Contre vents et épidémie

Cette crise, qui nous a tous contraints à l’isolement, mais nous a cependant rappelé que dans la solitude, nos plus fidèles compagnons restent les livres, la musique, la poésie, la télévision et le cinéma. Nous avons (re)pris conscience que la culture est un besoin essentiel pour le bien être émotionnel et mental en plus d’être un secteur économique d’avenir et un moteur d’innovation et de renouveau.

Oui de renouveau, car fort heureusement le secteur, avec le soutien de l’État, a surmonté la crise, il en est même sorti renforcé. La preuve par les chiffres : entre 2019 et 2023 au Maroc le nombre d’entreprises du secteur a augmenté de 33 % et le nombre de salariés déclarés de 20%. Ce sont là les chiffres de la Caisse Nationale de Sécurité Sociale (CNSS).

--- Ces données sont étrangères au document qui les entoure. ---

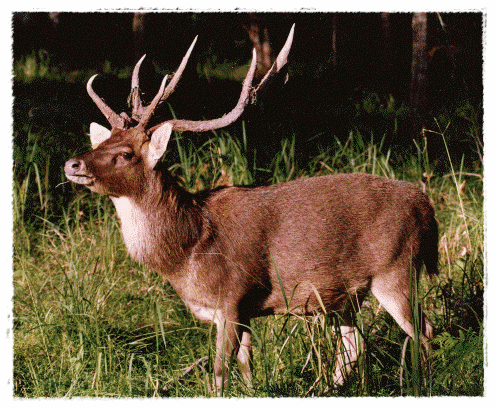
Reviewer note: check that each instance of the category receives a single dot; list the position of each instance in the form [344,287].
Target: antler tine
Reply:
[279,63]
[247,96]
[135,96]
[115,120]
[201,126]
[164,93]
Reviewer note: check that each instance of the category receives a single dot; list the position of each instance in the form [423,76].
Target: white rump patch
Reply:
[206,314]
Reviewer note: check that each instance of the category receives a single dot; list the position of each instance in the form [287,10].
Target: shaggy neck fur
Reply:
[161,225]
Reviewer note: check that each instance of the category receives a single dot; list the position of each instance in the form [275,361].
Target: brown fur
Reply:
[237,253]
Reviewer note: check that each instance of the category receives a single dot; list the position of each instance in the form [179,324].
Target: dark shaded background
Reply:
[318,103]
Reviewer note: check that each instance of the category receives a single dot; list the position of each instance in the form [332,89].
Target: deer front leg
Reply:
[245,355]
[228,335]
[345,359]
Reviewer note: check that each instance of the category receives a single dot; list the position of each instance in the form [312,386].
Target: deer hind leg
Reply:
[394,295]
[226,344]
[346,357]
[245,355]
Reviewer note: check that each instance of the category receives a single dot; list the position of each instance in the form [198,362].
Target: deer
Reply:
[307,246]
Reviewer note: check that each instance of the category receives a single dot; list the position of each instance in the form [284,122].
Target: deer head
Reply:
[131,144]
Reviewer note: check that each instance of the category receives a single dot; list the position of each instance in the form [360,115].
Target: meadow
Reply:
[90,322]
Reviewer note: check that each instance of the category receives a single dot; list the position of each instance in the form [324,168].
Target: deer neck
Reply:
[161,225]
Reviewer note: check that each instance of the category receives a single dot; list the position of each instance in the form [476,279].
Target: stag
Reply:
[232,254]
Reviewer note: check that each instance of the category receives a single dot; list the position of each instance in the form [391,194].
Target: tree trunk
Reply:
[139,35]
[418,86]
[259,36]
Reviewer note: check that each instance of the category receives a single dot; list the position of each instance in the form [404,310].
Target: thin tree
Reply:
[418,85]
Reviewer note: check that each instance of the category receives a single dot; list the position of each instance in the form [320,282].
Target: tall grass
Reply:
[88,321]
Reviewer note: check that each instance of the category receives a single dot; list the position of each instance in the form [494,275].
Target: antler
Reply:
[115,120]
[248,95]
[143,114]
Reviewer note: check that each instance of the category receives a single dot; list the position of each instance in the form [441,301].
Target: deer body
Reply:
[236,253]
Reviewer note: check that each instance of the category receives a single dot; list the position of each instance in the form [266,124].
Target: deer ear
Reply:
[98,134]
[158,143]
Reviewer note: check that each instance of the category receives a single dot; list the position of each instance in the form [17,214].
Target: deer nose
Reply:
[75,166]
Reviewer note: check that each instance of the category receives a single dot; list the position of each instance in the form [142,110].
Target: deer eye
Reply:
[127,155]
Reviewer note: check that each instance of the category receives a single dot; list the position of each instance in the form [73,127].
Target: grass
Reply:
[88,321]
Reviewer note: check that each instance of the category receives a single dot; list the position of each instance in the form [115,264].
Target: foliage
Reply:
[103,326]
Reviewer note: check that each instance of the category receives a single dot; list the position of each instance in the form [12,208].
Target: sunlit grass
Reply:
[91,322]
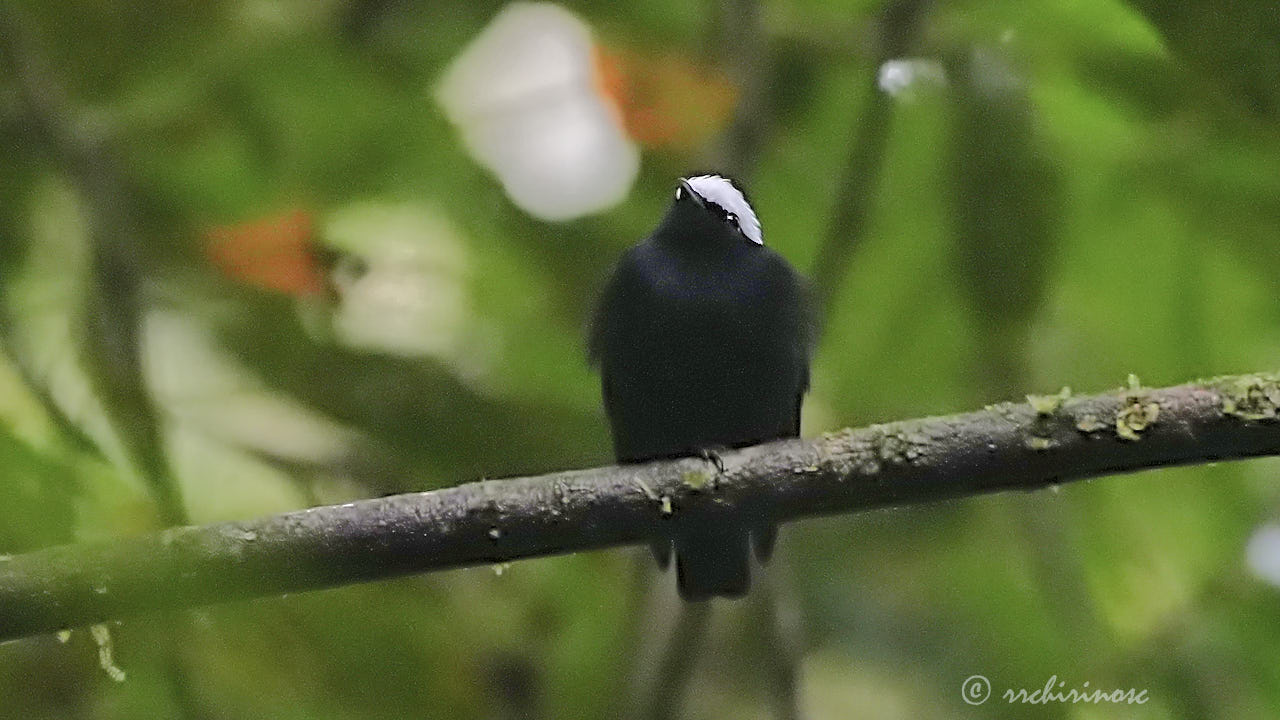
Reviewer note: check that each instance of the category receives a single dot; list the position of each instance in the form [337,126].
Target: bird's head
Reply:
[711,206]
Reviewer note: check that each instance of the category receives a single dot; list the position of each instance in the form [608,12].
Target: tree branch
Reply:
[1009,446]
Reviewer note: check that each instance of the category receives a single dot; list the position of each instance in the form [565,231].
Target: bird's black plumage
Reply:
[703,340]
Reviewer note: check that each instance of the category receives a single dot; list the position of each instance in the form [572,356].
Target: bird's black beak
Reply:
[689,191]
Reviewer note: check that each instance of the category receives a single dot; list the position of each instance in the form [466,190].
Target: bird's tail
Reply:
[713,560]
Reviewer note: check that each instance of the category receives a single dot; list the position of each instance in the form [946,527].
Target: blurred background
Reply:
[257,255]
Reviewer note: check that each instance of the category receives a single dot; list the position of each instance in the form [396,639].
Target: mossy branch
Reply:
[1019,445]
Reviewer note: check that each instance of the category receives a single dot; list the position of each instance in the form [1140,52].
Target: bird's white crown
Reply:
[726,195]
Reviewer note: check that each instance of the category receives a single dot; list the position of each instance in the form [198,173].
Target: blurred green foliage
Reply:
[1095,191]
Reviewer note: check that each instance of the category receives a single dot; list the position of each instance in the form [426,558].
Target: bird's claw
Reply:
[713,456]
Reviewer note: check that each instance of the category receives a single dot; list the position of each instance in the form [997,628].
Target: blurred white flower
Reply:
[526,98]
[1262,554]
[402,285]
[899,76]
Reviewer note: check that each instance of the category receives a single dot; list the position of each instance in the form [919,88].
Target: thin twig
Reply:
[1008,446]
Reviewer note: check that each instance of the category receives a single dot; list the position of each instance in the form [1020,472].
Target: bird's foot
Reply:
[713,456]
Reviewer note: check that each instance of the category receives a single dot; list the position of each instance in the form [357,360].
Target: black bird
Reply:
[703,338]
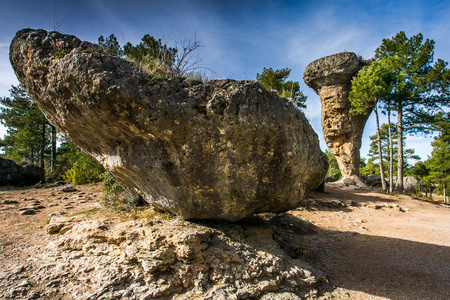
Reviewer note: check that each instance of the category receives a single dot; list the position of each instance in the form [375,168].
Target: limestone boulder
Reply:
[330,77]
[219,150]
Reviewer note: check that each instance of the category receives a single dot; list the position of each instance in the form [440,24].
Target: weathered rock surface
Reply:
[19,175]
[330,77]
[172,259]
[221,150]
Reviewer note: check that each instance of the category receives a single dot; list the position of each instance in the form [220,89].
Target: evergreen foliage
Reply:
[275,80]
[406,79]
[333,171]
[372,166]
[119,196]
[25,125]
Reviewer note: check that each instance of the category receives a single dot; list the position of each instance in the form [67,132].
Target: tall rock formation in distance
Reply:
[219,150]
[330,77]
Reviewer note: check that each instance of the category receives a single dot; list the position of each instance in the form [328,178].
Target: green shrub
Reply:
[118,195]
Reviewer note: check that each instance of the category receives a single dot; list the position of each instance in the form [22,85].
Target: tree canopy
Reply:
[275,80]
[404,78]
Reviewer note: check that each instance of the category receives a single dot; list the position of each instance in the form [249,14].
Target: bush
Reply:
[118,195]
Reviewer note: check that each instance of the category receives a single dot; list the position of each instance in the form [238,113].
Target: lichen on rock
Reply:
[219,150]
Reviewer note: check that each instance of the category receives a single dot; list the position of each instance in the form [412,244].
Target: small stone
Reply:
[27,212]
[34,295]
[24,283]
[9,202]
[69,189]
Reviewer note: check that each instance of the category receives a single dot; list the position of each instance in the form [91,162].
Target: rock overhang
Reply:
[219,150]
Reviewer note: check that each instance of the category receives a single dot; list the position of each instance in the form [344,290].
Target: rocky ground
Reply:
[59,243]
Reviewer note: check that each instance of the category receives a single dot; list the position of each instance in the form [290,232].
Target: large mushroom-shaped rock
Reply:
[330,77]
[220,150]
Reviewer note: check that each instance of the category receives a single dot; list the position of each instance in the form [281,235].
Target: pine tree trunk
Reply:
[391,155]
[44,124]
[400,150]
[380,155]
[445,198]
[53,159]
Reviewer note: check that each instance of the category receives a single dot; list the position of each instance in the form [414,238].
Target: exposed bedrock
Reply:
[330,77]
[219,150]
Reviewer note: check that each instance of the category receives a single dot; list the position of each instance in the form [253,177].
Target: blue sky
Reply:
[240,38]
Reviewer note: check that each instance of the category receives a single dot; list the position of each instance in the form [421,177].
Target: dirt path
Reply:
[382,246]
[372,246]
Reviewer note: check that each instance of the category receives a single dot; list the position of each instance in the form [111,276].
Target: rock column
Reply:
[330,77]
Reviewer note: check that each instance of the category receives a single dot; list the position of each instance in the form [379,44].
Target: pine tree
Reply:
[275,80]
[420,88]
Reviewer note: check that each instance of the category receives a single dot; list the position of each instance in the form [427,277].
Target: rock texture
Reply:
[221,150]
[19,175]
[330,77]
[154,258]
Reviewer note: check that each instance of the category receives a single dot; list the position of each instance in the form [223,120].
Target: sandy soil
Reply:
[371,245]
[383,246]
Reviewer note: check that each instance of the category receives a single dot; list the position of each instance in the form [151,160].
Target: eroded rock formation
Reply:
[330,77]
[152,258]
[221,150]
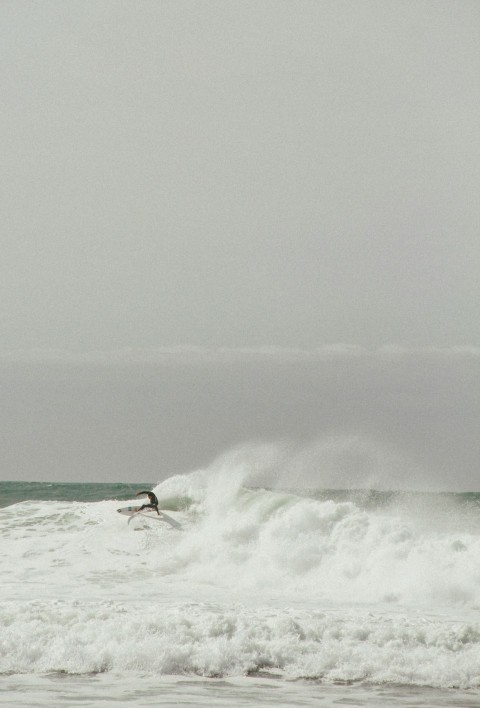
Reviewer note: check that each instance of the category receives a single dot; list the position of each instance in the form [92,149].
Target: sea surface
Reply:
[238,596]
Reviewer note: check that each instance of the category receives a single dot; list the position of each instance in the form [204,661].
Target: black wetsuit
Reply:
[153,502]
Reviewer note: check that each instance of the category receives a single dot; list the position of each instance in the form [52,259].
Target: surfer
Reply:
[152,499]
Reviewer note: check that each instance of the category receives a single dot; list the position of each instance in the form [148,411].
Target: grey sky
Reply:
[185,183]
[239,173]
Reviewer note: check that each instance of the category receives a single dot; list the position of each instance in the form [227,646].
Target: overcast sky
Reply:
[233,175]
[239,173]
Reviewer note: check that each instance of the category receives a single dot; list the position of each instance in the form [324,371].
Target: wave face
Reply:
[336,586]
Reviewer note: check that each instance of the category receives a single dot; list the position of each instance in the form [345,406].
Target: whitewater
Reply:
[260,597]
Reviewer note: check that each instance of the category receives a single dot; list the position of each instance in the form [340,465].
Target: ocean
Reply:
[255,597]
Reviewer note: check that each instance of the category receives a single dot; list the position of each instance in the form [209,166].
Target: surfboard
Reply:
[151,514]
[129,510]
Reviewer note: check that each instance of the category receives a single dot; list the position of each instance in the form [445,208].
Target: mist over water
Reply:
[346,419]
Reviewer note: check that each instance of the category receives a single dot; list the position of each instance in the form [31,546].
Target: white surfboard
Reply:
[134,511]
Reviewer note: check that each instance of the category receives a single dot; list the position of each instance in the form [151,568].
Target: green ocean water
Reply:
[368,499]
[14,492]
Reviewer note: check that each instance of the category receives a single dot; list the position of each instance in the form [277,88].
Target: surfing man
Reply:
[152,499]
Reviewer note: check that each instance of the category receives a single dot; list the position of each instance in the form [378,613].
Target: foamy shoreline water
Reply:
[259,591]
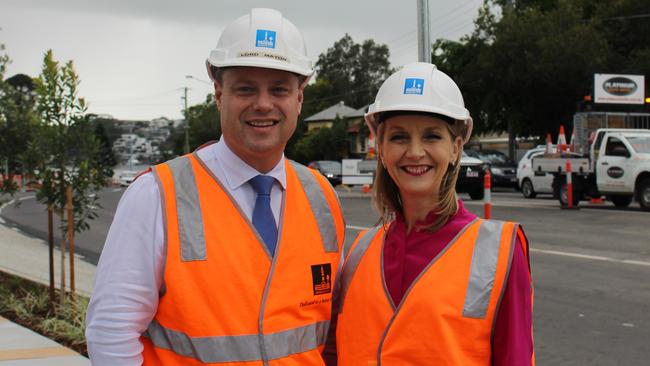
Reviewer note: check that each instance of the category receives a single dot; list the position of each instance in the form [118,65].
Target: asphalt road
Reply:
[591,270]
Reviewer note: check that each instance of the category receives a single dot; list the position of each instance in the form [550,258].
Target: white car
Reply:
[531,183]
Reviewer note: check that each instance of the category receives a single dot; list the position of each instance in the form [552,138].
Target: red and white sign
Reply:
[619,88]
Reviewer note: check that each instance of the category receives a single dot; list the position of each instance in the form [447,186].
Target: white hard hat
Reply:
[420,87]
[262,38]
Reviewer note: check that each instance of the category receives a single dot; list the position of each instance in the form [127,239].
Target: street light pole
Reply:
[424,41]
[186,148]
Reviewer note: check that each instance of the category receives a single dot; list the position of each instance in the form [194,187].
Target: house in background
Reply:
[359,138]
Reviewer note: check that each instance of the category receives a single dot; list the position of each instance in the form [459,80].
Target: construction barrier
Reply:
[487,195]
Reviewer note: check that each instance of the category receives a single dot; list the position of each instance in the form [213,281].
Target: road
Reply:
[591,270]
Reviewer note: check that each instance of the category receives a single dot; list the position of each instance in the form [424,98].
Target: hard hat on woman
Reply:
[420,87]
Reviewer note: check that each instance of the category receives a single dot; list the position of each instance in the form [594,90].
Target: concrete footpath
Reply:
[28,257]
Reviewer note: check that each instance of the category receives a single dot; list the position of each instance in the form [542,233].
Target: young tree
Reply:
[64,150]
[17,120]
[350,72]
[204,125]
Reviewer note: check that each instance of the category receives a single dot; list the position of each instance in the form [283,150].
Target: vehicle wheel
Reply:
[477,194]
[643,194]
[562,195]
[621,201]
[527,189]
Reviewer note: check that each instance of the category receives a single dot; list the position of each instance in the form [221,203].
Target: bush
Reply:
[28,304]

Une parité genre exemplaire

Cette évolution suit la dynamique mondiale, et comme l’a souligné le Président de la CGEM Chakib Alj,  le secteur des Industries Culturelles et Créatives (ICC) est le plus grand employeur de personnes âgées de 16 à 30 ans, avec 50 millions d'emplois. 

Je préciserai que 50% de ces emplois sont occupés par des femmes, ce qui en fait l'un des secteurs les plus inclusifs en matière de parité. 

Mieux encore, dans l’économie mondiale le secteur des Industries Créatives et Culturelles est le 5e secteur qui connait la plus forte croissance. Les ICC connaissent une croissance mondiale estimée à 8 % par an, ce qui est supérieur à celle de nombreux secteurs traditionnels. 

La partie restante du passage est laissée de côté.